The Emancipated eBook

This eBook from the Gutenberg Project consists of approximately 538 pages of information about The Emancipated.

The Emancipated eBook

This eBook from the Gutenberg Project consists of approximately 538 pages of information about The Emancipated.

It was years since Elgar and the Bradshaws had met.  As a boy he had often visited their house, but from the time of his leaving home at sixteen to go to a boarding-school, his acquaintance with them, as with all his other Manchester friends, practically ceased.  They had often heard of him—­too often, in their opinion.  Aware of his arrival at Naples, they had expressed no wish to see him.  Still, now that he met them in this unexpected way, they could not but assume friendliness.  Jacob, not on the whole intolerant, was willing enough to take “the lad” on his present merits; Reuben had the guise and manners of a gentleman, and perhaps was grown out of his reprobate habits.  Mr. Bradshaw and his wife could not but notice Cecily’s agitation at the meeting; they exchanged wondering glances, and presently found an opportunity for a few words apart.  What was going on?  How had these two young folks become so intimate?  Well, it was no business of theirs.  Lucky that Mrs. Baske was one of the company.

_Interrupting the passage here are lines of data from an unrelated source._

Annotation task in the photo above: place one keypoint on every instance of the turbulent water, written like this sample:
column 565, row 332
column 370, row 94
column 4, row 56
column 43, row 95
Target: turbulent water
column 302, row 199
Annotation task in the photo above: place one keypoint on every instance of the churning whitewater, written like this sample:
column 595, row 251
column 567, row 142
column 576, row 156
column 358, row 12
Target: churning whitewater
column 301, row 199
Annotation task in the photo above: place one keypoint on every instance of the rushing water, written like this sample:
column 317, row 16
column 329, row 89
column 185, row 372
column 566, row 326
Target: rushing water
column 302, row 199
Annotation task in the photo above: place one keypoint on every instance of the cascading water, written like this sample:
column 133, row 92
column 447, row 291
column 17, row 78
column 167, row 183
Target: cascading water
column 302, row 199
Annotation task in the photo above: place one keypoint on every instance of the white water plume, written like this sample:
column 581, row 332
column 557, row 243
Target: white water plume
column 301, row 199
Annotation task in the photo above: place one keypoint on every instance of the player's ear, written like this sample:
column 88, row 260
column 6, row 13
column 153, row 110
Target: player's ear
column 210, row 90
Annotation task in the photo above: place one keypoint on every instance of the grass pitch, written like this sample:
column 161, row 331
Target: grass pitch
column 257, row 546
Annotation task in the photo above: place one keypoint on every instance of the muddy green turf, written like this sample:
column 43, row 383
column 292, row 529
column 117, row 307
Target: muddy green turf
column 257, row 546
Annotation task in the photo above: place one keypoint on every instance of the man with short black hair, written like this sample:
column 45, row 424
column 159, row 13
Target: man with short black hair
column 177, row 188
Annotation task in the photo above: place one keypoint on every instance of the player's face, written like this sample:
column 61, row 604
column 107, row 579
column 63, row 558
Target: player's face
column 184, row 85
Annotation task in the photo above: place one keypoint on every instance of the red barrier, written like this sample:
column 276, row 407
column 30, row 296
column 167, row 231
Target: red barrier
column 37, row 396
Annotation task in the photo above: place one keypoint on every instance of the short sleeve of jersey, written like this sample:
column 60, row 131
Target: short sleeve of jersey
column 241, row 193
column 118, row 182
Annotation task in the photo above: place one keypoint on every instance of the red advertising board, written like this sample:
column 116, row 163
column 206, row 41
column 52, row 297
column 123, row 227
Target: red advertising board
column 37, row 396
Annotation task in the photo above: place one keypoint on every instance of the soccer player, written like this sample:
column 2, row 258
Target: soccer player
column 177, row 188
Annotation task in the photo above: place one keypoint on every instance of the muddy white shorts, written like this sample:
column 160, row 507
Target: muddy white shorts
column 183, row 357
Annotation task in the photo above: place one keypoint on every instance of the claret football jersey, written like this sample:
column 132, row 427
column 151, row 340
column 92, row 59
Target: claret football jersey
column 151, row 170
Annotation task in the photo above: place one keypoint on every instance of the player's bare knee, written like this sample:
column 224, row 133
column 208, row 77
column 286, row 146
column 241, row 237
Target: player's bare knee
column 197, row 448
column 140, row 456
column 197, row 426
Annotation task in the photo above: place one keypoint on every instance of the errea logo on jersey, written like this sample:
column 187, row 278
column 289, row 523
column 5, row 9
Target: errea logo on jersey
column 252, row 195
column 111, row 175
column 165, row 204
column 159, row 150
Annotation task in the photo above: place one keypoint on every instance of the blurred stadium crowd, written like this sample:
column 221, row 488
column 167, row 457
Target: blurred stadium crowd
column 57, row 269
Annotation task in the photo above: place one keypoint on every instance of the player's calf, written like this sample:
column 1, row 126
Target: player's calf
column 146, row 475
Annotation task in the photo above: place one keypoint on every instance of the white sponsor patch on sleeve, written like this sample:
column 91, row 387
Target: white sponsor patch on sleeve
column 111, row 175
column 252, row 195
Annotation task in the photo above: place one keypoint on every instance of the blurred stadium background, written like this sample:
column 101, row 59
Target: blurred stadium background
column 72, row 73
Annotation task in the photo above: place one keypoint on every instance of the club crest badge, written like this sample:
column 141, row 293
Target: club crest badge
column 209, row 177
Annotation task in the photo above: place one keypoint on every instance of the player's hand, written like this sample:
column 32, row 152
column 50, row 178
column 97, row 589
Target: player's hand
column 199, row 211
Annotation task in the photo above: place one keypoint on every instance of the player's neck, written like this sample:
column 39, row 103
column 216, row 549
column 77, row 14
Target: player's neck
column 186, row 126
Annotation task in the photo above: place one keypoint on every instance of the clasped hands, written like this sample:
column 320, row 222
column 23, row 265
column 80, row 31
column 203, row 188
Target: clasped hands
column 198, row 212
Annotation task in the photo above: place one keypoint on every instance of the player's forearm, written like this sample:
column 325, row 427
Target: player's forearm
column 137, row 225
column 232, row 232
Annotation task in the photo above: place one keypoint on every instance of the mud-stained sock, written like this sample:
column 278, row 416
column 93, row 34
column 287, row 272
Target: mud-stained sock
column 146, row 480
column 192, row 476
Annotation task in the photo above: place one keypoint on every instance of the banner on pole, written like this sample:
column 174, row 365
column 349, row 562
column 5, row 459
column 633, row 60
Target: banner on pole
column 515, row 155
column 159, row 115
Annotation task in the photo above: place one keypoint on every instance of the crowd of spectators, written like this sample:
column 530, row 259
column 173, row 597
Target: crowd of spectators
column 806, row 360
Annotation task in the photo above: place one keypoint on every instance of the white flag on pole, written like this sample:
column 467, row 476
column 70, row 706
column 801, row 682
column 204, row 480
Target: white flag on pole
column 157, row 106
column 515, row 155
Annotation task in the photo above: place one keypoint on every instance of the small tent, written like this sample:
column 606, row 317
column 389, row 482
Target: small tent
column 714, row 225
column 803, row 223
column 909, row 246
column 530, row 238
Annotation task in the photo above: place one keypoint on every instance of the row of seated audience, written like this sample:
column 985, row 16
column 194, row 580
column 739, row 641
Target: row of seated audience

And why should Cecily disguise that now only was her enjoyment of the day begun—­that only now had the sunshine its familiar brightness, the ancient walls and ways their true enchantment?  She did not at once become more talkative, but the shadow had passed utterly from her face, and there was no more listlessness in her movements.

“I have stopped here on my way to join Mallard,” was all Reuben said, in explanation of his presence.

All kept together.  Mr. Bradshaw resumed his interest in antiquities, but did not speak so freely about them as before.

“Your brother knows a good deal more about these things than I do, Mrs. Baske,” he remarked.  “He shall give us the benefit of his Latin.”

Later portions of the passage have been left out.